How to check that a dataframe is properly built?

Hello,

I am writing a code that reads several databases from different files on disk and then aggregates them into one dask.dataframe.

My code executes and returns a dask dataframe that seems fine when looking at df.head() and df.dtypes, but that fails any time I trigger a compute.

For example:

  • df.compute() returns a StopIteration error from pandas’ format and printing library.
  • df.groupby('VAR1').VAR2.std().compute() returns NotImplementedError: Item assignment with <class 'pandas.core.indexes.base.Index'> not supported from dask_expr collection class
  • df.groupby('VAR1').agg({'VAR2': 'mean'}).compute() returns AttributeError: ‘list’ object has no attribute ‘groupby’` from dask’s groupby method

The nature of these errors makes me think that there is something structurally wrong with df, probably due to how I build it. Yet, isinstance(df, dask.dataframe.DataFrame) returns True and the little I can do before computing seems to return fine.

Does anyone have any hint on how to debug this?

For what is worth, the way I read the databases is with from_map(), and the function I pass is basically just dd.read_parquet() when I read only from one database (which also raises the issues above).

Hi @enrico,

Could you detail a bit the workflow that triggers an error?

So you get the error even from one Dataset? Does it happen when using df.tail()? Could you print also the stacktraces you are facing?

Hi @guillaumeeb ,

Thanks a lot for your reply.

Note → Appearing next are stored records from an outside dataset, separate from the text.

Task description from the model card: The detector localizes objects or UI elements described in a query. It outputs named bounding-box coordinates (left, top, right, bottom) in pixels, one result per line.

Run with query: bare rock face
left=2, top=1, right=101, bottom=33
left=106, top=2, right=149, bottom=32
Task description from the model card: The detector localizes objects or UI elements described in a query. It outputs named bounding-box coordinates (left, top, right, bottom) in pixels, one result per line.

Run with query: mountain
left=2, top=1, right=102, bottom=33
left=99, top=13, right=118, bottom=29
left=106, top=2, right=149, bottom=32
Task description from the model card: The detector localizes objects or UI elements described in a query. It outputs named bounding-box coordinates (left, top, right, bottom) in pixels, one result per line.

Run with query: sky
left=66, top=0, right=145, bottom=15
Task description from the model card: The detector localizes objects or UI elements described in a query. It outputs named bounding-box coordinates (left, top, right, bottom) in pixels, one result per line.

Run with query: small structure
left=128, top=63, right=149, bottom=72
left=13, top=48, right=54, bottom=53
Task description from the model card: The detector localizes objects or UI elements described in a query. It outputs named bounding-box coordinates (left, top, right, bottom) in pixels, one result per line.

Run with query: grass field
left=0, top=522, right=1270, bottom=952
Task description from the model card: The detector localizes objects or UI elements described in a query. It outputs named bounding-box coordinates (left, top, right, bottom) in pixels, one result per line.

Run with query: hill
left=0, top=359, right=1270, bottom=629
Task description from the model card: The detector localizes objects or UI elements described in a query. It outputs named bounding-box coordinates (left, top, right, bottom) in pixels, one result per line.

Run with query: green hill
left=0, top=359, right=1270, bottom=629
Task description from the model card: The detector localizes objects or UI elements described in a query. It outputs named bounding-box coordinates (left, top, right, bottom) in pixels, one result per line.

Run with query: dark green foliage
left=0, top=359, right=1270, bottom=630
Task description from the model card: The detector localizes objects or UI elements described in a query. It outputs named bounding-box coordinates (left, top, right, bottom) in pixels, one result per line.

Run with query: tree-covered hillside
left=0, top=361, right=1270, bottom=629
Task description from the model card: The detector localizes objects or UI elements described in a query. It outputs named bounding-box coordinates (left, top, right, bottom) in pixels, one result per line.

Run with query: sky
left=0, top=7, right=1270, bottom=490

I kind of solved it (I think?) 5 minutes ago, but I still have a related question.

My process is (code at the end of the message):

  1. read a selection of variables from a parquet db
  2. add empty columns for variables not present in the db, but present in another one that I am also reading
  3. return the resulting dask.dataframe ddf
  4. from_map() maps a function that does 1-3 to a list of dbs, and merges all the returned ddfs into one.
  5. Operates on combined ddf.

My error was returning ddf instead of ddf[list(self.selected_variables)], that is, I was not ensuring that all ddfs had the same column ordering.

from_map() fails on computes (it does not fail on ddf.tail(), ddf.head(), ddf.describe()). The workaround that I have found is to read in each db in a list of ddfs with ddfs = [read_db_dask(db_name) for db_name in db_names]m and then perform ddf = dd.concat(ddfs).
from_map() works on computes if I implement steps 1-3 with pyarrow, i.e. I read in a pyarrow table, add empty columns to the pyarrow table and at the end convert it to a pandas dataframe.

The issue that I have now, is that dask seems to trigger some compute when adding empty columns (step 2 of the process), and if I run the code on the whole database I run out of memory. While the users will always access a subset of the data and might not have this issue, I would like them to face this waiting time when they perform some computation (mean, a plot, anything) instead of when they retrieve the dataframe – I’d like the dataframe to stay lazy as long as possible. (I would also like to unit-test the function without subsetting the db if possible.)

Why is this happening? I expected that adding a column was a lazy instruction.

Here you have the main parts of the code:

def read_db_dask(self,db_name,target_schema=None):
        """Read parquet database applying all filters

        Argument:
        db_name  --  database name
        target_schema  --  shared schema with other dbs

        Returns:
        ddf  --  dask dataframe containing the filtered data

        """

        # read schema to get the list of columns
        db_schema = pq.read_schema(self.db_paths[db_name]+"/_common_metadata")

        # read in only the selected variables that are present in the database
        cols_to_read = [name for name in self.selected_variables if name in db_schema.names]

        # read db
        ddf = dd.read_parquet(
            self.db_paths[db_name],
            engine="pyarrow",
            columns = cols_to_read,
            filters = self.filters,
            index = False,
            dtype_backend = "pyarrow"
        )

        # add empty columns for variables that are present in self.selected_variables but not in current db
        cols_to_add = [name for name in self.selected_variables if name not in db_schema.names]
        for col in cols_to_add:
            print(f"Adding empty columns {col} to db {db_name}")
            if target_schema is not None:
                field_idx = target_schema.get_field_index(col)
                pa_dtype = target_schema.types[field_idx]
                pd_dtype = self.dtype_mapping[pa_dtype]
                ddf[col] = pd.Series(
                    [pd.NA]*len(ddf),
                    dtype=pd_dtype
                )
            else:
                ddf[col] = pd.Series(
                    [pd.NA]*len(ddf)
                )

        return ddf[list(self.selected_variables)]

ddfs = [read_db_dask(db_name,target_schema=global_schema) for db_name in db_names]
ddf = dd.concat(ddfs)

FWIW, I also wrote an equivalent function that reads a pyarrow table and add empty columns to it, and then converts it to a dask dataframe only on returning, and the compute is also triggered.

len(ddf) will trigger the loading of all the database (even if it should be by chunk, there is a computation under the hood). Moreover, I’m not sure if assigning a Pandas series is a good practice and even surprised it works.

Maybe you should try assigning using a lambda expression on a Dask Series, or using map_partitions with correct meta information.